Achashveirosh’s excessive partying

March 9, 2017 at 6:04 PM , ,

“….White, green and blue fabrics, embroidered with cords of linen and purple wool, were draped on silver rods and marble pillars. There were couches of gold and silver on a pavement of green, white, shell, and onyx marble…” – Esther 1:6

חוּר כַּרְפַּס וּתְכֵלֶת אָחוּז בְּחַבְלֵי בוּץ וְאַרְגָּמָן עַל גְּלִילֵי כֶסֶף וְעַמּוּדֵי שֵׁשׁ מִטּוֹת זָהָב וָכֶסֶף עַל רִצְפַת בַּהַט וָשֵׁשׁ וְדַר וְסֹחָרֶת – מגילת אסתר א, ו

The Megillah recounts Achashveirosh’s excessive partying as a prelude to the salvation of the Jews through Esther. For after months of revelry, when “the king’s heart was merry with wine,” Achashveirosh summoned Queen Vashti to appear before him. Her refusal resulted in her death, and paved the way for Esther to take her place as queen.

Even so, the Megillah’s elaborate description of these feasts seems entirely unnecessary, if not misplaced, in this holy volume of the Torah. Is it relevant for us to read each year, in exhaustive detail, about the food, drink and décor of Achashveirosh’s more-than-six-months of partying?!

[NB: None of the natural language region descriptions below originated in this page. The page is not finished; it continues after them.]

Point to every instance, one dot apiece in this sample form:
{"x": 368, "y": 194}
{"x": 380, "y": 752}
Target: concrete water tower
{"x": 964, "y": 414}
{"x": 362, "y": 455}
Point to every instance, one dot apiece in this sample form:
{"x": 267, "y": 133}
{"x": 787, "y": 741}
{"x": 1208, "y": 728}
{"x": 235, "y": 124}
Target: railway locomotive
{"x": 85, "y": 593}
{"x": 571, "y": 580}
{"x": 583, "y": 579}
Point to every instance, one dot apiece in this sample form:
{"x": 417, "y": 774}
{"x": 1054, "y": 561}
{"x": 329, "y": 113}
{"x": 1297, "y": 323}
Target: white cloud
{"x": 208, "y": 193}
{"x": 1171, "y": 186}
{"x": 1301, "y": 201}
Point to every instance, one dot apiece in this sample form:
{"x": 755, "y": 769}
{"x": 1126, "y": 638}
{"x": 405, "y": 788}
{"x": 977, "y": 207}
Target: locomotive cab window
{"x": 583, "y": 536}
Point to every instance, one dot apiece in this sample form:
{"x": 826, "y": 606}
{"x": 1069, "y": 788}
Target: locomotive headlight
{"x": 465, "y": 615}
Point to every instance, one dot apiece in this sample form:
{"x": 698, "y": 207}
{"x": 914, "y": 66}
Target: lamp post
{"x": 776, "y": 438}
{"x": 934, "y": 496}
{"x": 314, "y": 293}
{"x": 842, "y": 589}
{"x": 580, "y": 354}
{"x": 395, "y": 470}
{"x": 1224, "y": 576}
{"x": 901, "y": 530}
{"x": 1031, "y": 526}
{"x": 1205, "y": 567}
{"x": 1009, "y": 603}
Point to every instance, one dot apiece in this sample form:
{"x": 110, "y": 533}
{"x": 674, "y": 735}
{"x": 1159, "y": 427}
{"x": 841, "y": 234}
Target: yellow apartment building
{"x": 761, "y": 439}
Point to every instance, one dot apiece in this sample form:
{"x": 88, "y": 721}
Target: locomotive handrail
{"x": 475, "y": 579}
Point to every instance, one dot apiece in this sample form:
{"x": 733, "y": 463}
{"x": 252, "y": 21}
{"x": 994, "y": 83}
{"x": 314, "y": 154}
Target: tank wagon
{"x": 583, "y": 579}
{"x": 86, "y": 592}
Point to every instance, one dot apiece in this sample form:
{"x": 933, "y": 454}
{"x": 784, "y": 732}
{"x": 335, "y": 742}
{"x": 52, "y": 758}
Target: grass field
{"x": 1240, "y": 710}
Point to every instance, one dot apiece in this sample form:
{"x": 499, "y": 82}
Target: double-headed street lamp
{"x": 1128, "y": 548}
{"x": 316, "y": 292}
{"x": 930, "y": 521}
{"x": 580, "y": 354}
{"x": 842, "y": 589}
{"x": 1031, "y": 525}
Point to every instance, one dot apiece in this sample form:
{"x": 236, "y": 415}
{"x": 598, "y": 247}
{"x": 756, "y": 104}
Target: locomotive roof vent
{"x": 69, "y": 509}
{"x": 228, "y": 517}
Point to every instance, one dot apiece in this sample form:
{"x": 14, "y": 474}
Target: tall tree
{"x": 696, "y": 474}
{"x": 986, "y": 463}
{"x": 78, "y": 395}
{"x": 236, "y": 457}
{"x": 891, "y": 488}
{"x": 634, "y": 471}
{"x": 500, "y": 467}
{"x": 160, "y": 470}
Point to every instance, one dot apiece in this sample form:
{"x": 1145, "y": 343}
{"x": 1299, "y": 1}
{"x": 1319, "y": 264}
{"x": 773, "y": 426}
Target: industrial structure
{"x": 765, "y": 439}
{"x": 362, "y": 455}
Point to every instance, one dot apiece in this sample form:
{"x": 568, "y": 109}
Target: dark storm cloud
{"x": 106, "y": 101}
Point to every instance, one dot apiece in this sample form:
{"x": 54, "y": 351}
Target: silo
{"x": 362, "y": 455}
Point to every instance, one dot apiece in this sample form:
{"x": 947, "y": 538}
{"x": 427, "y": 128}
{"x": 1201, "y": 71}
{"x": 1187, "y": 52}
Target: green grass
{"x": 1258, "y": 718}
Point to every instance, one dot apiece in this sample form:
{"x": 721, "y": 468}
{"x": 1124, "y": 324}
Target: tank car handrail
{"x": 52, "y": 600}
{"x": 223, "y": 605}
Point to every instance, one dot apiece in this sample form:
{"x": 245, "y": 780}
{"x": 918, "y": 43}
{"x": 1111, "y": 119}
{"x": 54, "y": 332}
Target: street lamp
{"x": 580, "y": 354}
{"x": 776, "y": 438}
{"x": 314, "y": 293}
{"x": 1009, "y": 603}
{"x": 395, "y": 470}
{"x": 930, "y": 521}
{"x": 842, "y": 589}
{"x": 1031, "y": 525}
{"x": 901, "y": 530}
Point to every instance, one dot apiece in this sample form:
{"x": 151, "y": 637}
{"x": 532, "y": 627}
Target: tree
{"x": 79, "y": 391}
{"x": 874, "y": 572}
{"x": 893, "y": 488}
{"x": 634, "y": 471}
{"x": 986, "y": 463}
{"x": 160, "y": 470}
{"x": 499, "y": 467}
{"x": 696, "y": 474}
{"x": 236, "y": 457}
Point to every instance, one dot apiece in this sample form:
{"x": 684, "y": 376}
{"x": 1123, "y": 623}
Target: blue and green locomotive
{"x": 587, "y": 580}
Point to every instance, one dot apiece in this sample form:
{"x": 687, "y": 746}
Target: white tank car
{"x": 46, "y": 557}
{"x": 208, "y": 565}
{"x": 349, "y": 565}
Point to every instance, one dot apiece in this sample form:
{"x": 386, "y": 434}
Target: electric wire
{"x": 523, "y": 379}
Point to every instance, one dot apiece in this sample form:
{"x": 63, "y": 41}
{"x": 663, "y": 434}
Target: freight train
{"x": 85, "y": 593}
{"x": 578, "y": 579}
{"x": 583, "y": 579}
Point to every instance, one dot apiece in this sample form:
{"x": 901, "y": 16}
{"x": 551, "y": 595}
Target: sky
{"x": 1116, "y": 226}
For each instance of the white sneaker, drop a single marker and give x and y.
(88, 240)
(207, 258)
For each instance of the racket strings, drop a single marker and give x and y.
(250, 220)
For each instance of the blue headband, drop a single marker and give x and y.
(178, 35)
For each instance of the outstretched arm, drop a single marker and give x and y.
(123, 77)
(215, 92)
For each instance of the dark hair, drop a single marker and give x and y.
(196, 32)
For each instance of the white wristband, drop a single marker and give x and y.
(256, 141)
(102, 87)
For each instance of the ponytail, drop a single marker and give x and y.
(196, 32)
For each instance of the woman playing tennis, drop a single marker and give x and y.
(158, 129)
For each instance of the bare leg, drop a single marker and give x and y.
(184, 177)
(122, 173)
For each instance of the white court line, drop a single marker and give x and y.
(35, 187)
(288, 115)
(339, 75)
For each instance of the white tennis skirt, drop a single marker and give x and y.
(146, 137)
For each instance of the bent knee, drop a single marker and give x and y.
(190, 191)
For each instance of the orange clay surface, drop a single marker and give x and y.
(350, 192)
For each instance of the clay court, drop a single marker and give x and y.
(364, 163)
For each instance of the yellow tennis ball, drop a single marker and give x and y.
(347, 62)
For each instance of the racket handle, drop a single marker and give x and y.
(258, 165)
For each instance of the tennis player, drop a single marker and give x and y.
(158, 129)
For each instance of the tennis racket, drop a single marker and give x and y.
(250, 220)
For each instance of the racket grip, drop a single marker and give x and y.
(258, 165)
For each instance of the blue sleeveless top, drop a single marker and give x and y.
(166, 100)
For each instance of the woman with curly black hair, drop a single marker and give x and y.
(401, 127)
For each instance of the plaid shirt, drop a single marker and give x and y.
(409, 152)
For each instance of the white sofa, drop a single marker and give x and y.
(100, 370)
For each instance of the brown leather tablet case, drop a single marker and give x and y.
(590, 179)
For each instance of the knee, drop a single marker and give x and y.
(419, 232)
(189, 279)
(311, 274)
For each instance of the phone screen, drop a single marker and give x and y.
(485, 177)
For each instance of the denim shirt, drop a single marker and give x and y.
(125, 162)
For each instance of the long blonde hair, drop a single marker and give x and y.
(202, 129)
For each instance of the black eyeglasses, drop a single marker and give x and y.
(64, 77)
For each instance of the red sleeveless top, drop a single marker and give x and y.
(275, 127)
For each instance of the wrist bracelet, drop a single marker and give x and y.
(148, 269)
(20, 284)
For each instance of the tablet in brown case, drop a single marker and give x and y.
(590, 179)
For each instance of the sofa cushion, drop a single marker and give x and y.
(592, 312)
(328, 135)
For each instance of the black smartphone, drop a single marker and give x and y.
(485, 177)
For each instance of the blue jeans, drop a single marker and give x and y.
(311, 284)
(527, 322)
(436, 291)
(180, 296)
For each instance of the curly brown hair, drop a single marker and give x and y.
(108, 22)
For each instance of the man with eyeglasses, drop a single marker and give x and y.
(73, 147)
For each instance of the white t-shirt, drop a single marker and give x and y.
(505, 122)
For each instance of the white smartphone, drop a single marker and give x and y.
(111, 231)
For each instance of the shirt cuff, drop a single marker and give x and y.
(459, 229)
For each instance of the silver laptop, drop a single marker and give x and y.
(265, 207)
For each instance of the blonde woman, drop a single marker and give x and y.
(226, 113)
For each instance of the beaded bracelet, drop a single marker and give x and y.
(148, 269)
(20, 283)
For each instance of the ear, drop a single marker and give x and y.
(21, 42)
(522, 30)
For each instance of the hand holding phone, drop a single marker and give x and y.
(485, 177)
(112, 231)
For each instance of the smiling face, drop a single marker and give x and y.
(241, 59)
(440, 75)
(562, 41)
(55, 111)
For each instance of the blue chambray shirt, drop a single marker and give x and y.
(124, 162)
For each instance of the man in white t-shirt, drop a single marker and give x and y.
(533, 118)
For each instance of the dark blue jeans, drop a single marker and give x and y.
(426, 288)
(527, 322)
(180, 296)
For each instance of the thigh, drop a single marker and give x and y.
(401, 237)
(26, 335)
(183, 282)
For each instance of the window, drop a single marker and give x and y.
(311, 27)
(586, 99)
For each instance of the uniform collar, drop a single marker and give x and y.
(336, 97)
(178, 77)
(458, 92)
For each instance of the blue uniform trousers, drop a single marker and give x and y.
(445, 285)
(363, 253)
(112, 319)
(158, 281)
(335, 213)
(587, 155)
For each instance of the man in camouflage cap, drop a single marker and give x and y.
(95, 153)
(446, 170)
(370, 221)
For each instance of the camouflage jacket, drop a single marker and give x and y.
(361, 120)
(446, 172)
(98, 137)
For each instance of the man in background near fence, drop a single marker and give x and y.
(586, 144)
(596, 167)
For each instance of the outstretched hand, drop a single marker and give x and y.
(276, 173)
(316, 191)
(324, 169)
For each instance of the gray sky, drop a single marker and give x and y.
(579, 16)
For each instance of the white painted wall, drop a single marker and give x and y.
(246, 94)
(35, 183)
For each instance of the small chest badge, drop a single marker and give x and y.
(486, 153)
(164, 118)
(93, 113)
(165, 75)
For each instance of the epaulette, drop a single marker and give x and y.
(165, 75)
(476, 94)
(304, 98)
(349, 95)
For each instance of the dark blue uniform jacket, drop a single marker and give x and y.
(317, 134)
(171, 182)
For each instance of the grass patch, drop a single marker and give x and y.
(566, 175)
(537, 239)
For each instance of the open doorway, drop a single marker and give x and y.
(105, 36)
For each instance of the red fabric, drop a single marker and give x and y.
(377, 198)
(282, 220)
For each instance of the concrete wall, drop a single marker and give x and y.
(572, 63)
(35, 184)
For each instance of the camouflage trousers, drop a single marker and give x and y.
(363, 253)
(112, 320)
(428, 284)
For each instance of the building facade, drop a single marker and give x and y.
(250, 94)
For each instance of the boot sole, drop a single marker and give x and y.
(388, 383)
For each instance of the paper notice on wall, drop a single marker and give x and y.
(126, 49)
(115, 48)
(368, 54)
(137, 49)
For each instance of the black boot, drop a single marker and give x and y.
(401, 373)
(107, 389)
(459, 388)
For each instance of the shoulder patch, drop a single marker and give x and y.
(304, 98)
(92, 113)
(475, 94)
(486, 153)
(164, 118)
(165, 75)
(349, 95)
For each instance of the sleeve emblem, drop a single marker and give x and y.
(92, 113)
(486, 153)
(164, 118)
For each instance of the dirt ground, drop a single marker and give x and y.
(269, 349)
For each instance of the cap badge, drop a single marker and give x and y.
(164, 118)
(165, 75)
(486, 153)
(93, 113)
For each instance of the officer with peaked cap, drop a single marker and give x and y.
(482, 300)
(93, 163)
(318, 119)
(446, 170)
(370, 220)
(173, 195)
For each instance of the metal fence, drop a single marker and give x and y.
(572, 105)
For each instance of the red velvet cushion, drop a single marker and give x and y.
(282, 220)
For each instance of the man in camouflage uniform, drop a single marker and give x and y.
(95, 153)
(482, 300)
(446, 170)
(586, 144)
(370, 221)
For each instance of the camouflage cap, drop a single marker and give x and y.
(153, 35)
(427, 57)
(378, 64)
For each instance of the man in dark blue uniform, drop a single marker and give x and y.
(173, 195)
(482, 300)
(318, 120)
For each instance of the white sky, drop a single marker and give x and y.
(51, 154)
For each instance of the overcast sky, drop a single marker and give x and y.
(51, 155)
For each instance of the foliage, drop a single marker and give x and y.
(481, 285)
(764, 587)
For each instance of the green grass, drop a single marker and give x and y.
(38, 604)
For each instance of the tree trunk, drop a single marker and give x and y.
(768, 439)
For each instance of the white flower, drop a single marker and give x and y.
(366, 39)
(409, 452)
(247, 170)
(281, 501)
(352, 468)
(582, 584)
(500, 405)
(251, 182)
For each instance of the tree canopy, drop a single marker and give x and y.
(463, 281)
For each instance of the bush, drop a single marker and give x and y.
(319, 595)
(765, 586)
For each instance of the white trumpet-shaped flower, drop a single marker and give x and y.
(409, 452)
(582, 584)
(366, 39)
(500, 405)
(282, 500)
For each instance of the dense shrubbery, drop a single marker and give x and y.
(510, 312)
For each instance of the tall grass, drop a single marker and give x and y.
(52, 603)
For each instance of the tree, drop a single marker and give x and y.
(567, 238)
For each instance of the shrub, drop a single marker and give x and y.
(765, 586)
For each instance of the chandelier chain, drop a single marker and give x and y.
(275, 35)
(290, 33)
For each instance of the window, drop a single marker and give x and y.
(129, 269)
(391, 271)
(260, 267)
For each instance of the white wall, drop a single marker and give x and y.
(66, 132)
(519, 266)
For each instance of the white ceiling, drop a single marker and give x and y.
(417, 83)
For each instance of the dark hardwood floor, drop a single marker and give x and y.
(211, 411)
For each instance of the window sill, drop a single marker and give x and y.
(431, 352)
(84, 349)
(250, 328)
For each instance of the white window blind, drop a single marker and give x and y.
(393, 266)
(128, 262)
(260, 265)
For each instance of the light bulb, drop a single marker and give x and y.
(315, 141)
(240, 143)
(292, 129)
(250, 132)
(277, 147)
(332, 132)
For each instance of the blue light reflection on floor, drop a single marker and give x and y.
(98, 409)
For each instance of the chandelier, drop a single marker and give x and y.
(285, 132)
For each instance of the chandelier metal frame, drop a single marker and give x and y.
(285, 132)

Evidently, Achashveirosh’s knack for hosting contains a message for us as well.

achashverosh

After three years as king, Achashveirosh felt that his authority was well-established; it was now time to properly celebrate his rise to the throne of the greatest empire in the world. Eager to demonstrate his confidence in his crown, Achashveirosh invited all his subjects to partake in extravagant affairs, the likes of which could be hosted by no one but a ruler of one hundred and twenty seven lands. A feast of any lesser proportions, even if well beyond any other living person’s capabilities or means, simply wouldn’t convey the full extent of his power and wealth.

This teaches us an extraordinary lesson about measuring success. Success in one’s Divine mission in this world cannot be defined by a job well-done, nor can it be measured in comparison to the achievements of others. Rather, Achashveirosh taught us that you can’t call it a success until you have maximized the potentials that G-d has granted you to their absolute fullest! Only when you benefitted as many people as you could possibly reach, and have made the greatest impact on the world that you – and only you – can accomplish, can your “heart be merry,” having truly succeeded in the mission that G-d entrusted to you.